Ringo is aware of the importance of talent, luck, and timing in a musician’s success: “It’s hard to say who’s gonna last. Nobody knew we were going to last, we were rejected by record labels. But now, where do you start? There’s few clubs you can go and play. Now they’re all big venues to make the money so it’s the big acts. It’s much harder now, everyone’s streaming, including the Beatles, that’s the new way. It’s certainly changed from the 78’s when I came in, then we went to 45’s, then cassettes. It’s so far out now. Remember, I was there for the vinyl, but kids growing up now are for the streaming; it’s a different way of doing it now.”
Ringo is proud of his upcoming (untitled yet) documentary: “We began long time ago, it was a live show on the roof of the Apple building. Then we found 56 hours of unused footage.

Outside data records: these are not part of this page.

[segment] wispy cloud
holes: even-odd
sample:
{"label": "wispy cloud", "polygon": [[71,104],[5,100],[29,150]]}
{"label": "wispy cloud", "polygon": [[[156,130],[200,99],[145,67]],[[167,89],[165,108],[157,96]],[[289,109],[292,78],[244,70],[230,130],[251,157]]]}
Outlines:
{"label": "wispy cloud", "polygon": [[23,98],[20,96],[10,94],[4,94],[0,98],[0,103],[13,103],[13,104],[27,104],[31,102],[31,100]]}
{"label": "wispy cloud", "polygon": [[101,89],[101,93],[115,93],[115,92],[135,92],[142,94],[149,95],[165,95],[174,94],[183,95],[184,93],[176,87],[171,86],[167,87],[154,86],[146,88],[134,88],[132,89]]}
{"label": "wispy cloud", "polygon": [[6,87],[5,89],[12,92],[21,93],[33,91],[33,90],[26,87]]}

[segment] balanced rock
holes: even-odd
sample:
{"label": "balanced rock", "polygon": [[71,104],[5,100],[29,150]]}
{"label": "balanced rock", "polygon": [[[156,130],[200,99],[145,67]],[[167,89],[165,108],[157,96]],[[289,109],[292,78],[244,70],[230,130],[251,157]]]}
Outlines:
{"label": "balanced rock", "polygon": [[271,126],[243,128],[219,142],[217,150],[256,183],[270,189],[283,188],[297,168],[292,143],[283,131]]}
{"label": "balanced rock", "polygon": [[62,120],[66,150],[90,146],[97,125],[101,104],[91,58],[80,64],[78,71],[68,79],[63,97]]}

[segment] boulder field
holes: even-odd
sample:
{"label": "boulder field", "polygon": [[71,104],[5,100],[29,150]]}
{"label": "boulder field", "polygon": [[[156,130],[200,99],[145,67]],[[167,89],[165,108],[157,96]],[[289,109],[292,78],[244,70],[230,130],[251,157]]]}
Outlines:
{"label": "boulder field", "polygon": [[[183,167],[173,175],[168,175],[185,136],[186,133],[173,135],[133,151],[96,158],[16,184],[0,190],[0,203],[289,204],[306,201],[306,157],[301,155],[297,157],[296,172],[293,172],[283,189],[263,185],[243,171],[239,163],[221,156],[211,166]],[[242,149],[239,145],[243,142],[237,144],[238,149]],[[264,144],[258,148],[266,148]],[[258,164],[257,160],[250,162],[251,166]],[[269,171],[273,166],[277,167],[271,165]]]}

And we asked Peter Jackson (Oscar winning director, The Lord of the Rings) to help us, and he put the concert together. It was initially 12 minutes, and it’s now 46 minutes and it’s incredible. In the first version, there wasn’t a lot of joy, too many down moments, and in this one, we’re all laughing and having fun. It’s got a completely different outlook–a joyous outlook.” He thinks “it’s a shame because the feature should have been out, but nothing’s coming out this year. I’m not touring this year, we’re all sort of in limbo. I even heard that James Bond’s not coming out (laughs), so it really must be hell out there.”
But always the upbeat person, he says: “Look, I was in the best band in the world, and I loved those guys, they were brothers to me, being in on each other, I had three brothers. Life has been very kind to me.” And lest we forget, he emphasizes again the big event: “Hey, we’re all here because July 7th is my birthday, and at noon I hope you’ll spread peace and love wherever you are. That’s the deal, OK? We’re still on the road!”
Proceeds from “Ringo’s Big Birthday Show” will benefit Black Lives Matter, Global Network, the David Lynch Foundation, MusiCares, WaterAid and other organizations.